La olla estaba sobre una especie de fogón eléctrico como los de las cocinas. Estaba al rojo vivo. El agua hirviendo burbujeaba y humeaba.

Me volví hacia tía Benna y vi el miedo reflejado en su rostro.

—¡No puedes hacer una cosa así! —gritó al doctor Hawlings—. ¡Sabes que no puedes salirte con la tuya!

—No quiero hacerte ningún daño —anunció el doctor Hawlings con serenidad, sin mostrar la menor emoción. Esbozó una sonrisa—. No quiero hacerte daño, Berma. Sólo quiero poseer la magia de la selva.

Yo no perdía de vista los ojos de mi tía: esperaba su señal, los tres parpadeos que me indicarían que actuara.

—Transmíteme la magia de la selva —insistió el doctor Hawlings.

Carolyn apareció a sus espaldas con los brazos en jarras.

—Entréganosla, Benna. No queremos problemas. Te lo prometo.

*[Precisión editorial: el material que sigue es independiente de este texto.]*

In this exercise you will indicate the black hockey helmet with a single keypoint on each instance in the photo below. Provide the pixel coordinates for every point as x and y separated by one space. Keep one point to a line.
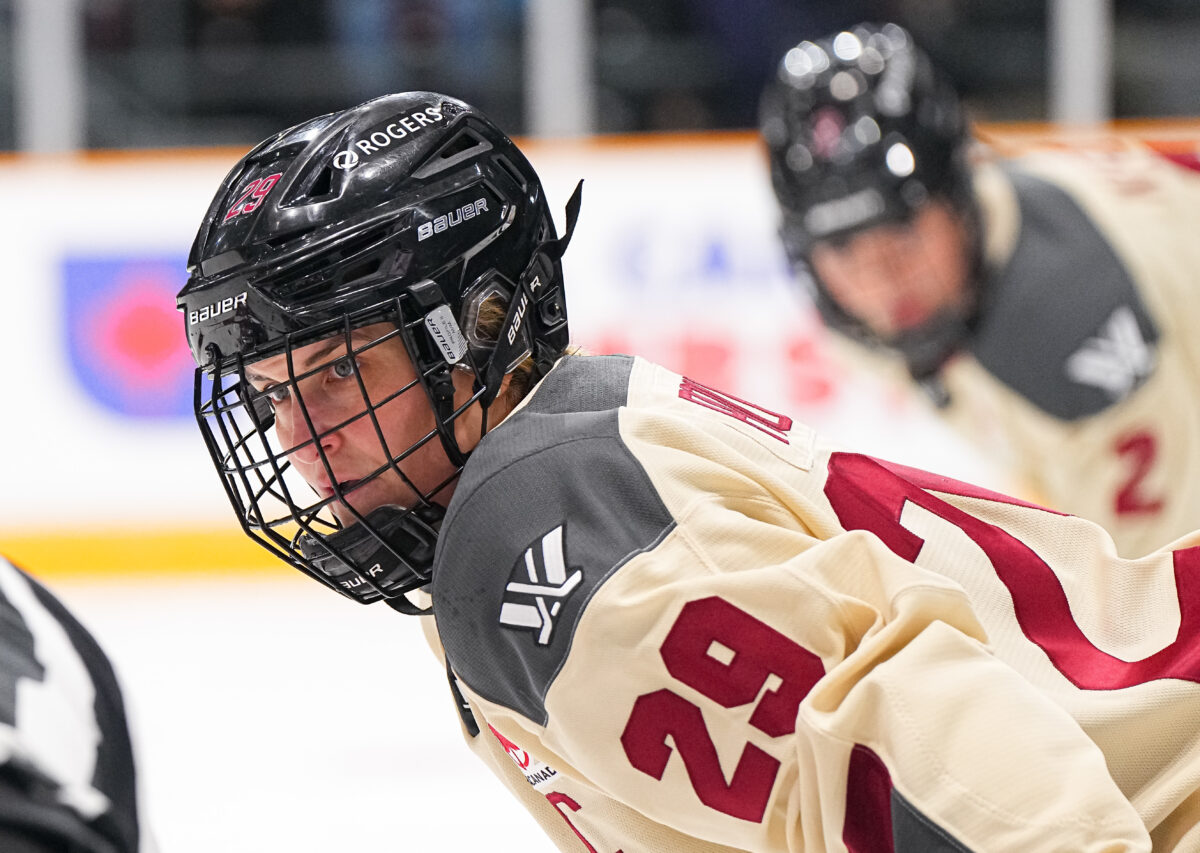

—¡No! —La palabra salió disparada de la boca de mi ría—. ¡No! ¡No! ¡No! Los dos sabéis que nunca desvelaré el secreto de la magia de la selva. A vosotros no. ¡Nunca jamás!

Carolyn suspiró.

—Por favor, Benna. No nos lo pongas más difícil.

—¡Nunca! —murmuró mi tía, devolviéndole la mirada.

Tía Benna parpadeó.

Tenía la garganta seca. Tragué saliva, esperando dos parpadeos más.

No. No era la señal. Aún no.

El doctor Hawlings avanzó un paso.

—Por favor, Benna. Te estoy dando una última oportunidad. Revélanos el secreto ahora mismo.

Tía Benna negó con la cabeza.

—Entonces, no me queda más remedio —dijo el doctor Hawlings, meneando la cabeza—. Como vosotros dos sois los únicos en el mundo entero que conocéis el secreto, sois demasiado peligrosos. El secreto debe morir con vosotros.

—¿Qu-qué van a hacernos? —dije impulsivamente.

—Vamos a reduciros la cabeza —respondió el doctor Hawlings.